The Senate late Tuesday cleared the first procedural hurdle to prevent an election year government shutdown, voting to end debate on a continuing resolution that would freeze Department of Energy defense-nuclear budgets at 2020 levels through Dec. 11.
The roughly quarter-long continuing resolution passed 82 to 6.
The measure would provide billions of dollars less than requested for the National Nuclear Security Administration’s (NNSA) nuclear weapons programs, over a billion more than requested for Manhattan Project and Cold War nuclear-weapons cleanup managed by DOE’s Office of Environmental Management (EM) and just under what the White House sought for the Nuclear Regulatory Commission, which regulates civilian nuclear power plants.
President Donald Trump must sign the bill by midnight tonight to avert a government shutdown during his reelection campaign against Democratic nominee Joe Biden, the former vice president.
The measure provides the annualized equivalent of about $7.45 billion for EM, about $1.3 billion more than requested.
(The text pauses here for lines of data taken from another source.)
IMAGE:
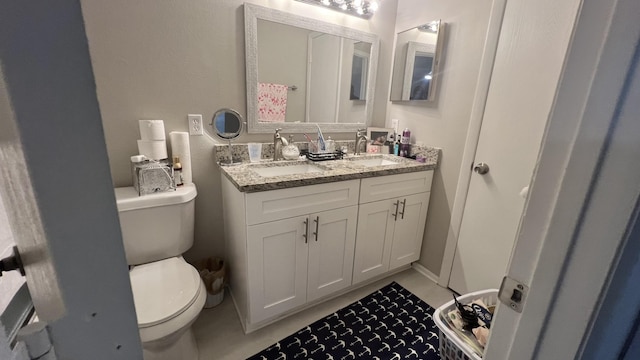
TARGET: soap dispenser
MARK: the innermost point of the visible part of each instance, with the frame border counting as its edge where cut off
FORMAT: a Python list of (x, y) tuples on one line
[(291, 151)]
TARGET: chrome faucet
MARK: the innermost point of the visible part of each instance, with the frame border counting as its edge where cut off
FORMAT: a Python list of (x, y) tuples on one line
[(361, 138), (278, 143)]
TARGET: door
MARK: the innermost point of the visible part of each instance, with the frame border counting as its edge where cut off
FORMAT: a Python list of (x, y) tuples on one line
[(525, 76), (331, 245), (277, 252), (409, 229), (373, 239)]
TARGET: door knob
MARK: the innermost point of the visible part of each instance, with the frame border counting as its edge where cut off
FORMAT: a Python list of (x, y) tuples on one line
[(481, 168)]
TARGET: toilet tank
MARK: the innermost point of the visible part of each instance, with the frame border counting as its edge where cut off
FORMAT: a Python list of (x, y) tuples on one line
[(156, 226)]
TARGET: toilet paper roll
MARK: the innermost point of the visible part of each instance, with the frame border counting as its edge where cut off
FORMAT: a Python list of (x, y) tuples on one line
[(180, 147), (153, 149), (151, 129)]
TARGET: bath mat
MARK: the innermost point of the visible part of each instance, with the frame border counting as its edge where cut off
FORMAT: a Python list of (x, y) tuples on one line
[(391, 324)]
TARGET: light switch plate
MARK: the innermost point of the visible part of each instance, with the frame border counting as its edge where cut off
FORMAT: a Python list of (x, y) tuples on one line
[(195, 124)]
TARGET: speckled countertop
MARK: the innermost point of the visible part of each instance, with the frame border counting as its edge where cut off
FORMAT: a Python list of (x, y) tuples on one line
[(246, 178)]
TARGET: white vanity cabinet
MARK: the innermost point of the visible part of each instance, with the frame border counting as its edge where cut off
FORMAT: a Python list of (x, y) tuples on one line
[(391, 219), (290, 246), (293, 261)]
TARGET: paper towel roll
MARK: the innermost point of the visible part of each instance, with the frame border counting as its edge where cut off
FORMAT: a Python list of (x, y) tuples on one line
[(180, 147), (153, 149), (151, 129)]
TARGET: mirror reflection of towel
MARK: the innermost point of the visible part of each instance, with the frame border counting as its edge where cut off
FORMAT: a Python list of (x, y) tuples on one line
[(272, 102)]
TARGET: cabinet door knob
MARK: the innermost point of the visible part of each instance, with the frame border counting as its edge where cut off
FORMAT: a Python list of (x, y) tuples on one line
[(395, 215), (481, 168), (404, 203), (317, 221), (306, 230)]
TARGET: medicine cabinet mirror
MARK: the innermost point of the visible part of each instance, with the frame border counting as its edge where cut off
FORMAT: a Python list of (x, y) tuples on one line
[(416, 66), (302, 72)]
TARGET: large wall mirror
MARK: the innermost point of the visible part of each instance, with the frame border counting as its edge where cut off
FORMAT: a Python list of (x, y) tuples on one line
[(416, 66), (302, 72)]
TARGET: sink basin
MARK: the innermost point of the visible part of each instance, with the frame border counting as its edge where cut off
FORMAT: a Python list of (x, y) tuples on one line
[(375, 162), (287, 170)]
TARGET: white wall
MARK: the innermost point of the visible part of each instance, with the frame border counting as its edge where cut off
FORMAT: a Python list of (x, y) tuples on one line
[(444, 123), (165, 59)]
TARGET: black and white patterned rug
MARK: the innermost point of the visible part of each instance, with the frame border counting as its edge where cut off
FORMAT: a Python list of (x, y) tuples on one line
[(391, 323)]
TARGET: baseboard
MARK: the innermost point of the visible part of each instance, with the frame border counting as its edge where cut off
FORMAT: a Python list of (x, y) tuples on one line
[(424, 271)]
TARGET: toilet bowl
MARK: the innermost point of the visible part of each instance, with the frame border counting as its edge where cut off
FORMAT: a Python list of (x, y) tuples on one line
[(168, 292), (168, 296)]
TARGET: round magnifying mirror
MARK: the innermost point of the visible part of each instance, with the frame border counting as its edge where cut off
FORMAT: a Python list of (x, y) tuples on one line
[(227, 124)]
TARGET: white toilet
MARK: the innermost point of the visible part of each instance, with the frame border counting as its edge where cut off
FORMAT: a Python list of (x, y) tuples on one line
[(168, 292)]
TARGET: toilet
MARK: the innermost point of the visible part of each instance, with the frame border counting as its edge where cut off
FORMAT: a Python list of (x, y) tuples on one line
[(167, 291)]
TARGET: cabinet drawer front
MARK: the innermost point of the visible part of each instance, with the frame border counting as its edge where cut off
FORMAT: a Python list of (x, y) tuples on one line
[(391, 186), (285, 203)]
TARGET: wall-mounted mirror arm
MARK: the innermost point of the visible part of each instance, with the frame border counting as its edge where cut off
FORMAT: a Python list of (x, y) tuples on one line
[(416, 66), (227, 124)]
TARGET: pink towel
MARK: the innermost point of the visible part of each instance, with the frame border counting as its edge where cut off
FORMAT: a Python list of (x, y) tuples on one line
[(272, 102)]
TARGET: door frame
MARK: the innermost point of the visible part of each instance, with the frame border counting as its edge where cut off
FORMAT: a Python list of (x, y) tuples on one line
[(473, 137), (581, 178)]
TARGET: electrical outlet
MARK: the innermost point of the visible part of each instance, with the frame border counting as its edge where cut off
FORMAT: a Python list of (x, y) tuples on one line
[(195, 124)]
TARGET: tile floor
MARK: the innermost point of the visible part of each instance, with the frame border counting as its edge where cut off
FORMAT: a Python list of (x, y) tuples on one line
[(219, 333)]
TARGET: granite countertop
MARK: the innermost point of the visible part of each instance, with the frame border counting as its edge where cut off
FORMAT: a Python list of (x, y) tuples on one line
[(246, 179)]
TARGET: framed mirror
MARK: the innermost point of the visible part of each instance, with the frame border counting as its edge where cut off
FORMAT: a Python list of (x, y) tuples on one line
[(416, 66), (302, 72)]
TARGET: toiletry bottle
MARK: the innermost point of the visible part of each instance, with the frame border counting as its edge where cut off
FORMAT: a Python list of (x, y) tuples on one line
[(177, 171), (291, 151), (330, 144), (404, 143)]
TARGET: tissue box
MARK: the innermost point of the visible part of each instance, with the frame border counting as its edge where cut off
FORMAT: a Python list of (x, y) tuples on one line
[(150, 177)]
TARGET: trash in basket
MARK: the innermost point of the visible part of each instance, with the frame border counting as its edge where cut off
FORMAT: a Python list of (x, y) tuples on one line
[(213, 272), (455, 342)]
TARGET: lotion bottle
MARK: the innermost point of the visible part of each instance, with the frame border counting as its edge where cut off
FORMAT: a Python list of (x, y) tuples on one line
[(177, 171)]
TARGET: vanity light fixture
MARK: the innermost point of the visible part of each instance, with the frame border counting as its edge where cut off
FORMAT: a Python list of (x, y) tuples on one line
[(431, 27), (360, 8)]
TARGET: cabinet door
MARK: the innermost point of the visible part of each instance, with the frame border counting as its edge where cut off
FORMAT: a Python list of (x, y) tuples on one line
[(373, 239), (331, 251), (409, 229), (277, 266)]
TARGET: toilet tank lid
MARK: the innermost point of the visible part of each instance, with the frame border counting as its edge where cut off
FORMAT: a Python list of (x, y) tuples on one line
[(127, 197)]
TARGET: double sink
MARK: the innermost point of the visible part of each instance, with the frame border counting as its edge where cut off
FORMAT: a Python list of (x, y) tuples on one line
[(296, 168)]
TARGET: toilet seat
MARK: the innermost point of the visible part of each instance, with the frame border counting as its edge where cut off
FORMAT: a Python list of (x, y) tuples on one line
[(163, 290)]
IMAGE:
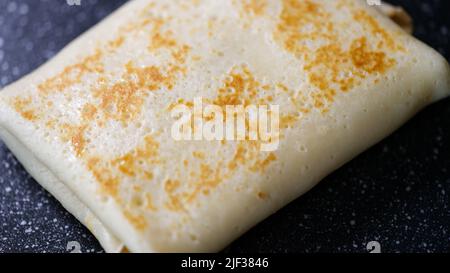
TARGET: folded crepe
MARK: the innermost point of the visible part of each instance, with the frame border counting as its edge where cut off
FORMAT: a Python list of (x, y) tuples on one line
[(93, 125)]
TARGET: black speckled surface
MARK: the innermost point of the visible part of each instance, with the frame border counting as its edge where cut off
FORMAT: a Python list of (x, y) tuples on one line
[(397, 193)]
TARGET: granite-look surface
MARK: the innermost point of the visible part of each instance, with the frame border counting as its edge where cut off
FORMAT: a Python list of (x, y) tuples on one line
[(397, 193)]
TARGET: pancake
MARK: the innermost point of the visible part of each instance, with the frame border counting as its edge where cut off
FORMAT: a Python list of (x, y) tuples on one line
[(93, 124)]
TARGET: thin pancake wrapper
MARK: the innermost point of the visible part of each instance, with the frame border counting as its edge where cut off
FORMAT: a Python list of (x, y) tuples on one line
[(93, 125)]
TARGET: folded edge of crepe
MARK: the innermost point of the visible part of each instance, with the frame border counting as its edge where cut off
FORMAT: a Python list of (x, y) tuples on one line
[(22, 140)]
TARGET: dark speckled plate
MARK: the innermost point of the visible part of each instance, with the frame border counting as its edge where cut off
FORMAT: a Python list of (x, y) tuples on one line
[(397, 193)]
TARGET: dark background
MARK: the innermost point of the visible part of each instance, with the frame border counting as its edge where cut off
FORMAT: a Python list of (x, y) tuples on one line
[(397, 193)]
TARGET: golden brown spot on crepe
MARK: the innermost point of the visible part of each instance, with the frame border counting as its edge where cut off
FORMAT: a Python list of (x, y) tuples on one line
[(117, 42), (136, 162), (253, 7), (366, 59), (332, 67), (174, 203), (261, 165), (240, 88), (370, 22), (73, 74), (23, 107), (199, 155), (206, 179), (103, 174), (149, 201), (75, 135), (137, 220), (263, 195), (88, 112)]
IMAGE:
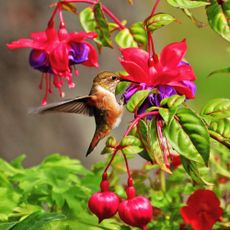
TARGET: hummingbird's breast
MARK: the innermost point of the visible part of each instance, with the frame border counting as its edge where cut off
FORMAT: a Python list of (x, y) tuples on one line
[(111, 110)]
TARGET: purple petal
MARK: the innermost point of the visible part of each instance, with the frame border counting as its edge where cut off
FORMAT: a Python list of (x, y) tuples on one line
[(164, 91), (39, 60), (78, 53), (191, 85)]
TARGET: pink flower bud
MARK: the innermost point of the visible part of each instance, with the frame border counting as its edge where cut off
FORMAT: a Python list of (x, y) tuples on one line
[(135, 211), (104, 204)]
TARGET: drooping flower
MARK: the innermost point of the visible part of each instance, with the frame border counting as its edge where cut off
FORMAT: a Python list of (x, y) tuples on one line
[(55, 52), (136, 210), (203, 210), (104, 204), (168, 74)]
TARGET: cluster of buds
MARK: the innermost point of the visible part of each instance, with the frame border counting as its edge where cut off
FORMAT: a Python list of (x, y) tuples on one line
[(135, 211)]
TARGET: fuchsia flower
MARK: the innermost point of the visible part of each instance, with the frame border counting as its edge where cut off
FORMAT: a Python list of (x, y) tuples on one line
[(169, 74), (203, 210), (136, 211), (55, 52), (104, 204)]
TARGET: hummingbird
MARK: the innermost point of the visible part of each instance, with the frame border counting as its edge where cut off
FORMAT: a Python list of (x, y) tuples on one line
[(100, 103)]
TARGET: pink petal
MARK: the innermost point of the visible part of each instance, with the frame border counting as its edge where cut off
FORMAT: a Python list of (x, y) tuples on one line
[(172, 54), (136, 73), (26, 43), (39, 36), (78, 37), (187, 72), (92, 57), (182, 89), (59, 60), (136, 55)]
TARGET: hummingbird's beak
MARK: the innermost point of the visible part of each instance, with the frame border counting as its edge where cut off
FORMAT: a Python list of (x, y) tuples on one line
[(122, 80)]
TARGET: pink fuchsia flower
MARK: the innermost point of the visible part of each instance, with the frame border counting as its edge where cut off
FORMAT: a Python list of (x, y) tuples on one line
[(203, 210), (169, 74), (55, 52), (136, 211), (104, 204)]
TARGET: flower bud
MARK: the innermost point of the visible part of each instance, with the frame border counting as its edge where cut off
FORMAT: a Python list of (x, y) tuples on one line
[(104, 204), (135, 211)]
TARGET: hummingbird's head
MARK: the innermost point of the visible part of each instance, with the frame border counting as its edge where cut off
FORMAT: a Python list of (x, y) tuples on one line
[(107, 80)]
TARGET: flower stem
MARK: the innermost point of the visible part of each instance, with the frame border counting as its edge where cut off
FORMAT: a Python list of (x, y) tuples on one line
[(111, 160), (136, 120), (155, 7), (104, 8), (127, 166), (56, 9), (162, 179)]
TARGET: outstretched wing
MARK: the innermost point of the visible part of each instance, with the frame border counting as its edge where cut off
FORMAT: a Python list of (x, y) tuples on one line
[(80, 105)]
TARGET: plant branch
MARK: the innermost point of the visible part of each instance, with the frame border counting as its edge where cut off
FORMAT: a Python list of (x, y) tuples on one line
[(104, 8)]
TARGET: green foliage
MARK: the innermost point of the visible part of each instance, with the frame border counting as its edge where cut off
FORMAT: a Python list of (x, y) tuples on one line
[(137, 99), (218, 19), (102, 27), (218, 108), (187, 4), (189, 136), (159, 20), (125, 39), (139, 34), (41, 206)]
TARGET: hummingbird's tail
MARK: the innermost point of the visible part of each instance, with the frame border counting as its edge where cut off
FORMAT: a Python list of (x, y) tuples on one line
[(80, 105), (98, 135)]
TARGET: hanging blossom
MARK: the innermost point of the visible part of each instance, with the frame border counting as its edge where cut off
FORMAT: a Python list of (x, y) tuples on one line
[(167, 74), (203, 210), (55, 53)]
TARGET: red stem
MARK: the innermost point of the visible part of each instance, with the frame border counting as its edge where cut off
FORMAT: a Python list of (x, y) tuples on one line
[(162, 144), (111, 160), (105, 9), (54, 13), (155, 7), (127, 166)]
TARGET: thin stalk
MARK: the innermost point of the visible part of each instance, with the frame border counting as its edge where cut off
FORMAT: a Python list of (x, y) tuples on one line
[(104, 8), (127, 166), (162, 180), (155, 7), (111, 160)]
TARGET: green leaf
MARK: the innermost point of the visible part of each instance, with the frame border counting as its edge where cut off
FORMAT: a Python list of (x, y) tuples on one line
[(121, 87), (125, 39), (102, 27), (173, 101), (187, 4), (221, 127), (219, 71), (218, 108), (137, 99), (69, 7), (139, 33), (88, 21), (189, 136), (130, 140), (37, 220), (159, 20), (192, 169), (7, 226), (148, 136), (9, 201), (111, 142), (132, 149), (218, 20)]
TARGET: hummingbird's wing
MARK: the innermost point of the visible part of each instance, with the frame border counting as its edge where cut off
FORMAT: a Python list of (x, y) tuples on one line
[(80, 105)]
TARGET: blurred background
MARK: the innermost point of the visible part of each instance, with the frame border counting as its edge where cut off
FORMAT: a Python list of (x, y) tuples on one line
[(38, 136)]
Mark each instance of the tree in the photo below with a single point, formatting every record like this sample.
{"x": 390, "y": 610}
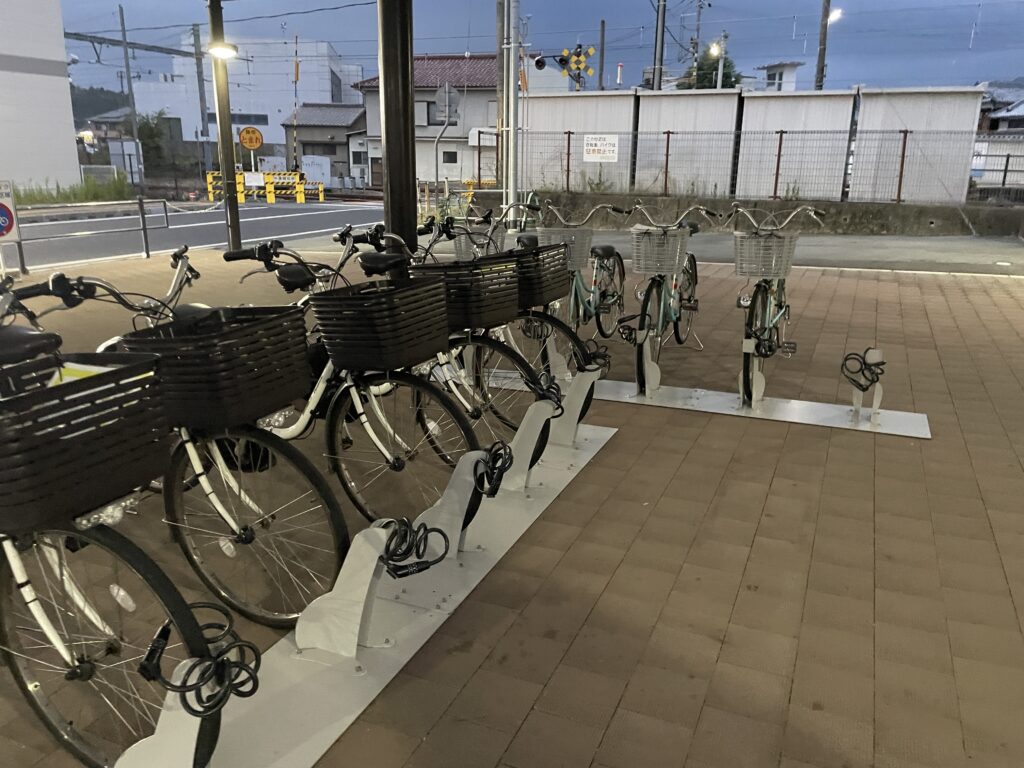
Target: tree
{"x": 707, "y": 73}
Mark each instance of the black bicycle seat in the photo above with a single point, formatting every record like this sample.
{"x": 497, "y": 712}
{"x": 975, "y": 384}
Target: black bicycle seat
{"x": 19, "y": 343}
{"x": 381, "y": 263}
{"x": 295, "y": 276}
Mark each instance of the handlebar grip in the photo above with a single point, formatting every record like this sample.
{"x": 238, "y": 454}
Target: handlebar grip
{"x": 242, "y": 254}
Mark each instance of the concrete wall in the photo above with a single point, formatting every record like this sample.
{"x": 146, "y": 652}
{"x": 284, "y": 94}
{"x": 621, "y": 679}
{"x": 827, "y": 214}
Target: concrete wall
{"x": 937, "y": 162}
{"x": 37, "y": 130}
{"x": 813, "y": 150}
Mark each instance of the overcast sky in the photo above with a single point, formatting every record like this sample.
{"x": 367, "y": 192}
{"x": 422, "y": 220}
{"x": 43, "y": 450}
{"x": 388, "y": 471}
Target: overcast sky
{"x": 877, "y": 42}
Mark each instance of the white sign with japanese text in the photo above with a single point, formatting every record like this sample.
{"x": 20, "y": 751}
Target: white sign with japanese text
{"x": 600, "y": 147}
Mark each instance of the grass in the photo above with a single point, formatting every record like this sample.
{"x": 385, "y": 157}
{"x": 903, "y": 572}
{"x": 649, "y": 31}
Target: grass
{"x": 90, "y": 190}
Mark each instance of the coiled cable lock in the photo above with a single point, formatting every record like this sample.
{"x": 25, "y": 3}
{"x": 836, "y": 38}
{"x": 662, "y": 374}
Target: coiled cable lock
{"x": 230, "y": 669}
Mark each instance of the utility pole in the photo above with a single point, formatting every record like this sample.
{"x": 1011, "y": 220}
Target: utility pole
{"x": 225, "y": 135}
{"x": 500, "y": 104}
{"x": 204, "y": 112}
{"x": 131, "y": 95}
{"x": 394, "y": 61}
{"x": 819, "y": 72}
{"x": 658, "y": 46}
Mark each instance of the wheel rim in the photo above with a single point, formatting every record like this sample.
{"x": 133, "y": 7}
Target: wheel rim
{"x": 420, "y": 430}
{"x": 287, "y": 553}
{"x": 100, "y": 717}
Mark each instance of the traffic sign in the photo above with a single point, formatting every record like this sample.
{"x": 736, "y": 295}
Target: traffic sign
{"x": 9, "y": 231}
{"x": 251, "y": 138}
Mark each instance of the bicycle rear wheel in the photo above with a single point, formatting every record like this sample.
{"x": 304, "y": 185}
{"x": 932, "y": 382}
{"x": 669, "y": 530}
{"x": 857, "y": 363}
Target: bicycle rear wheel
{"x": 549, "y": 345}
{"x": 107, "y": 599}
{"x": 422, "y": 432}
{"x": 293, "y": 537}
{"x": 611, "y": 295}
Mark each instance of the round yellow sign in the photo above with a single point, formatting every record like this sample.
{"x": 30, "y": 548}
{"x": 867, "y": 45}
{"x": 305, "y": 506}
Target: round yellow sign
{"x": 251, "y": 138}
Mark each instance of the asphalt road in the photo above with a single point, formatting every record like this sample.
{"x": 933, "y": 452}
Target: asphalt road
{"x": 199, "y": 229}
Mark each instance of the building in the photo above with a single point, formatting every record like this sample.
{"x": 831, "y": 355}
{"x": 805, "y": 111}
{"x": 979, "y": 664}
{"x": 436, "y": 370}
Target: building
{"x": 468, "y": 141}
{"x": 780, "y": 76}
{"x": 326, "y": 130}
{"x": 38, "y": 145}
{"x": 262, "y": 86}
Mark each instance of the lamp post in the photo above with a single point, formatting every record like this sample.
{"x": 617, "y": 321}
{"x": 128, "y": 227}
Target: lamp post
{"x": 222, "y": 52}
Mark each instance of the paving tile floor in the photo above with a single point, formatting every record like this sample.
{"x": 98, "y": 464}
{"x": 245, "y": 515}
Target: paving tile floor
{"x": 718, "y": 592}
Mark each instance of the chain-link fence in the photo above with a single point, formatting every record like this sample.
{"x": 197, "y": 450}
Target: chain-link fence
{"x": 875, "y": 166}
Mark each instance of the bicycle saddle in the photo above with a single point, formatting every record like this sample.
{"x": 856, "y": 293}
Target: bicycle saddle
{"x": 18, "y": 343}
{"x": 295, "y": 276}
{"x": 381, "y": 263}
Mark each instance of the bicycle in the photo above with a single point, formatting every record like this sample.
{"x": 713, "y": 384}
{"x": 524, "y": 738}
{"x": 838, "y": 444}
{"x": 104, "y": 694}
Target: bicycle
{"x": 81, "y": 604}
{"x": 766, "y": 253}
{"x": 392, "y": 437}
{"x": 659, "y": 250}
{"x": 255, "y": 520}
{"x": 604, "y": 300}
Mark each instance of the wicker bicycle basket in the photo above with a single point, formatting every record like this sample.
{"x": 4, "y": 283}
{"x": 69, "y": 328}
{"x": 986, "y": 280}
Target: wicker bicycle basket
{"x": 658, "y": 250}
{"x": 77, "y": 432}
{"x": 228, "y": 367}
{"x": 483, "y": 293}
{"x": 478, "y": 241}
{"x": 764, "y": 255}
{"x": 577, "y": 240}
{"x": 378, "y": 326}
{"x": 544, "y": 275}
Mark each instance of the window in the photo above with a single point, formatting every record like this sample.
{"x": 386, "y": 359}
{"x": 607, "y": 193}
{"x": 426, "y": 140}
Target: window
{"x": 242, "y": 119}
{"x": 326, "y": 150}
{"x": 435, "y": 116}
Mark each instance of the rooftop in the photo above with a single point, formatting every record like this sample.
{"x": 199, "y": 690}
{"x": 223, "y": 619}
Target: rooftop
{"x": 325, "y": 116}
{"x": 473, "y": 71}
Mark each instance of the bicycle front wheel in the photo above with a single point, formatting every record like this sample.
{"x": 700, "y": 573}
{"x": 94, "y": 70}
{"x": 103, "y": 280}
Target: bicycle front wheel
{"x": 393, "y": 440}
{"x": 496, "y": 386}
{"x": 549, "y": 345}
{"x": 611, "y": 294}
{"x": 292, "y": 537}
{"x": 107, "y": 599}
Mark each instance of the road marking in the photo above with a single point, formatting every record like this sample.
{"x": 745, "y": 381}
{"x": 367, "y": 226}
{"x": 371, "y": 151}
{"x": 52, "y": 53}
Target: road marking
{"x": 204, "y": 245}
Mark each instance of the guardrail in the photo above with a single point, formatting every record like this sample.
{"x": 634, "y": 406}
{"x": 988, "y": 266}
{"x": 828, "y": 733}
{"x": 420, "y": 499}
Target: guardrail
{"x": 138, "y": 206}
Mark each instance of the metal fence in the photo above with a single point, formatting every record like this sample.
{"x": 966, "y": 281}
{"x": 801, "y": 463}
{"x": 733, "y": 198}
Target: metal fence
{"x": 869, "y": 166}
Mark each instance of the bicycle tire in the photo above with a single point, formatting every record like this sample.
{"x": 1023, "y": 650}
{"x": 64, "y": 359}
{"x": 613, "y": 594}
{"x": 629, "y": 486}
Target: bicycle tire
{"x": 572, "y": 343}
{"x": 686, "y": 293}
{"x": 15, "y": 620}
{"x": 497, "y": 420}
{"x": 755, "y": 322}
{"x": 613, "y": 297}
{"x": 323, "y": 525}
{"x": 345, "y": 457}
{"x": 645, "y": 326}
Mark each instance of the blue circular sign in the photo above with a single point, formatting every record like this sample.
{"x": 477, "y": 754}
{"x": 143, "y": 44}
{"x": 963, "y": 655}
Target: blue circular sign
{"x": 6, "y": 220}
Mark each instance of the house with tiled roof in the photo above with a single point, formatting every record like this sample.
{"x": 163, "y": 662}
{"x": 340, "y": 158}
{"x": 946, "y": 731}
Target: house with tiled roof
{"x": 468, "y": 141}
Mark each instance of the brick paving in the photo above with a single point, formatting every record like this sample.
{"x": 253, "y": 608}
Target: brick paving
{"x": 717, "y": 592}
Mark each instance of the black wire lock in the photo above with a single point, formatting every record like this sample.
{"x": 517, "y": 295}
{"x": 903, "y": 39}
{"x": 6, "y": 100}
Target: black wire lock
{"x": 491, "y": 469}
{"x": 407, "y": 541}
{"x": 860, "y": 373}
{"x": 230, "y": 669}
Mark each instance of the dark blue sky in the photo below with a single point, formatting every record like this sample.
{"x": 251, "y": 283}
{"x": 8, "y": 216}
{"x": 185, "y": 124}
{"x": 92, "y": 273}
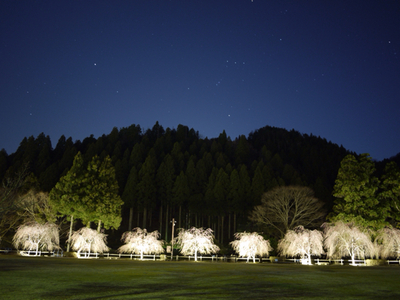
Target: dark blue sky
{"x": 330, "y": 68}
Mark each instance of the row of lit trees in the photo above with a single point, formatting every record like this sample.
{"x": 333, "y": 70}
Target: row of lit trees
{"x": 339, "y": 240}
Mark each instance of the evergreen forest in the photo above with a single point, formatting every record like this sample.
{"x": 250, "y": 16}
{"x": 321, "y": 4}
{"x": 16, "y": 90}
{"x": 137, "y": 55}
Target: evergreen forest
{"x": 175, "y": 173}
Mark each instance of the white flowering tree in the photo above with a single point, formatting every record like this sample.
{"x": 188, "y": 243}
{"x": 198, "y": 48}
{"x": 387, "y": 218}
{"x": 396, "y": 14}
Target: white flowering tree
{"x": 37, "y": 237}
{"x": 196, "y": 240}
{"x": 141, "y": 242}
{"x": 88, "y": 240}
{"x": 347, "y": 239}
{"x": 303, "y": 242}
{"x": 250, "y": 244}
{"x": 388, "y": 240}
NNSA would get the equivalent of roughly $16.7 billion, some $3 billion less than requested. NNSA has warned anything below the request will affect delivery of refurbished nuclear weapons to the military.
Meanwhile, DOE’s Office of Nuclear Energy would get $156 million under the continuing resolution, or about $28 million below the request. The Nuclear Regulatory Commission would receive $855 million or so, about $10 million below the request.